The “L.A. Times” reported on Sunday that its press operators had voted to join the International Brotherhood of Teamsters Graphic Communications Conference.

Voted for a union, that is.

Those who don’t know the history of labor relations at the “L.A. Times” should understand it is a long-time bastion of anti-union sentiment, both in praxis and print.

This enmity probably predates Oct. 1, 1910, which is when it truly crystallized. Someone bombed the newspaper’s building and the “Times,” assuming the role of judge and jury trumpeted a headline that read: “Unionist Bombs Wreck The Times; Many Seriously Hurt.”

Harry Andrews, the managing editor wrote beneath the banner, “The elements that conspired to perpetrate this horror must not be permitted to pursue their awful campaign of intimidation and terror. Never will the Times cease in its warfare against them.”

Reactionary lore has it that the International Workers of the World, the “Wobblies,” were behind the violence.

Crazy anarcho-syndicalists.

Progressive lore has it that Los Angeles was on the verge of electing a socialist mayor and that the timing of the bombings was somewhat suspicious given the ensuing backlash against their team.

But enough of the past.

The Teamsters’ is big news, because the “Times” has been an open shop since...since forever. At least the scribe thought the building's anti-union bulwark had never beenn breached.

But James Rainey’s piece informed that the Teamsters got in once before in 1967, only to be thrown out two years later.

“We finally got ‘em! It took 40 years,” the union’s lead organizer, Marty Keegan, told the reporter.

It’s not always a good idea to derive larger lessons from a family squabble like the one which led to the union’s nine-vote victory (140-131), but the scribe would suggest that this time, it is.

There is a bigger story here, which you won’t read much about in the pages of the big boya. And that is that things are turning, that we are entering an age of progressive push around the world as new classes, formed and then beaten down by 15 years of globalization, formulate an agenda and act upon that agenda.

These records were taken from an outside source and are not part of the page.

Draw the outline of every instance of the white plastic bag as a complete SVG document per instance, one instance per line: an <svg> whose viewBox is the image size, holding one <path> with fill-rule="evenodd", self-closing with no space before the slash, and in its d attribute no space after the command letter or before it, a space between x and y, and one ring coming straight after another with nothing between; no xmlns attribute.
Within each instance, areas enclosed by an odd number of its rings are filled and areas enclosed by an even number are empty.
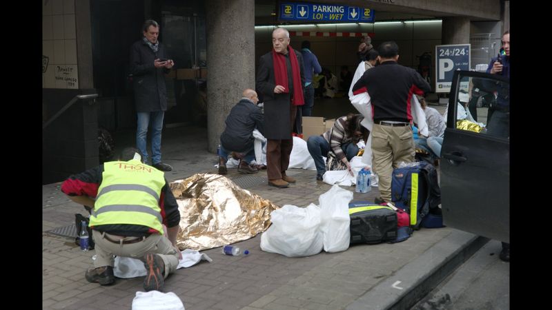
<svg viewBox="0 0 552 310"><path fill-rule="evenodd" d="M339 252L349 247L351 231L349 202L353 192L333 185L318 198L322 222L320 230L324 240L324 250Z"/></svg>
<svg viewBox="0 0 552 310"><path fill-rule="evenodd" d="M172 291L137 291L132 300L132 310L185 310L180 298Z"/></svg>
<svg viewBox="0 0 552 310"><path fill-rule="evenodd" d="M320 208L286 205L270 214L272 225L261 235L261 249L288 257L320 253L323 238L319 230Z"/></svg>

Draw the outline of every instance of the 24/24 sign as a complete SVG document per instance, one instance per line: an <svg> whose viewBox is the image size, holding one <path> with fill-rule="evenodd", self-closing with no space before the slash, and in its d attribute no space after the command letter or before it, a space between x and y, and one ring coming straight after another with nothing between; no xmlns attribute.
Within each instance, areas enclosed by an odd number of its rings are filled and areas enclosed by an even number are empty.
<svg viewBox="0 0 552 310"><path fill-rule="evenodd" d="M435 46L435 92L449 92L455 70L469 70L470 44Z"/></svg>

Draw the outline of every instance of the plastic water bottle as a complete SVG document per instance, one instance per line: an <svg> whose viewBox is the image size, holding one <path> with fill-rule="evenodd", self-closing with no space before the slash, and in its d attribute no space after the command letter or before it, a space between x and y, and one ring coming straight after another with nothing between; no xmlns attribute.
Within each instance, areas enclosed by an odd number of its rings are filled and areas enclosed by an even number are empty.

The "Times," you know, was converted from the privately run feud of the Chandler family - the Los Angeles Chandlers - to a dancing bear for the stockholders of the midwest Tribune Company.

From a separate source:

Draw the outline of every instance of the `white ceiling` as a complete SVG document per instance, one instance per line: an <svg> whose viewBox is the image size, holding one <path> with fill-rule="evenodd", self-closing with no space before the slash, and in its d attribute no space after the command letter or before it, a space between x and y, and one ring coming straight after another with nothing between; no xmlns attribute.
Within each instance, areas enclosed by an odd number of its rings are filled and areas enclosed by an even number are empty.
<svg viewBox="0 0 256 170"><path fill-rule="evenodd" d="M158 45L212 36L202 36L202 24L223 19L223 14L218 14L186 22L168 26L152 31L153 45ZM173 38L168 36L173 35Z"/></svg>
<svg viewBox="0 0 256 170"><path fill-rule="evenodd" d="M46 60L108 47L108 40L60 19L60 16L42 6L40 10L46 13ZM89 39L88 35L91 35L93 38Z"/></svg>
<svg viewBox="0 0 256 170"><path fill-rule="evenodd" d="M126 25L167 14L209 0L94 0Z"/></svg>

Like just about every other dinosaur, the "Times" was caught off-guard by Internet-wrought changes in the news delivery market and the whole crazy daisywheel of electronic technologies you can fit in your shirt-pocket.

So despite the fact it was winning more Pulitzer Prizes than ever in the paper's history, the Tribune company responded with, to put it mildly, a thinning of the "Times" workforce; reporters included.

A guy named Carroll, who always rejected the scribe's annual request for employ at the behemoth with grace and gentle candor, long ago walked away from the top editor's job. After him, another guy, Bacquet, if memory serves, also fell on his sword rather than agree to firing more reporters. And then the guy above him, too (or something like that).

The "Times" piece is pretty well-hidden in the seven-pound brick that is its Sunday edition. The editors opted to cover the union victory in their house through gritted teet and noted that a journeyman press operator makes $61,000 a year.

That’s a good and fair salary a small family could get by on, even advance under certain, other fortuitous circumstances. It’s the kind of job union guys and girls could find across America in its post-war, manufacturing hedyay, and it’s the kind of job that is hard to come by anymore.

The pressman got the hint from what was going on around them. “Keegan [the organizer] said Times’ pressroom workers appeared to be most concerned about job security in a time of retrenchment for the newspaper industry. They also hope for better benefits and wages...”

So they joined the union crowd.

Hopefully it is a harbinger of things to come. Unions – when they’re run right – bring wages up, protect workers from arbitrary employer actions against them, and lead to safer, happier working places.

The Teamsters are no Wobblies and certainly not syndicalists of the anarchist type. They are a strange hybrid, a kind of right-wing union. But they have big chestnuts and do industrial warfare better than some of their more progressive and democratic union brethren.

And for that, highwayscribery dedicates today’s post to the Teamsters Union and its newest members.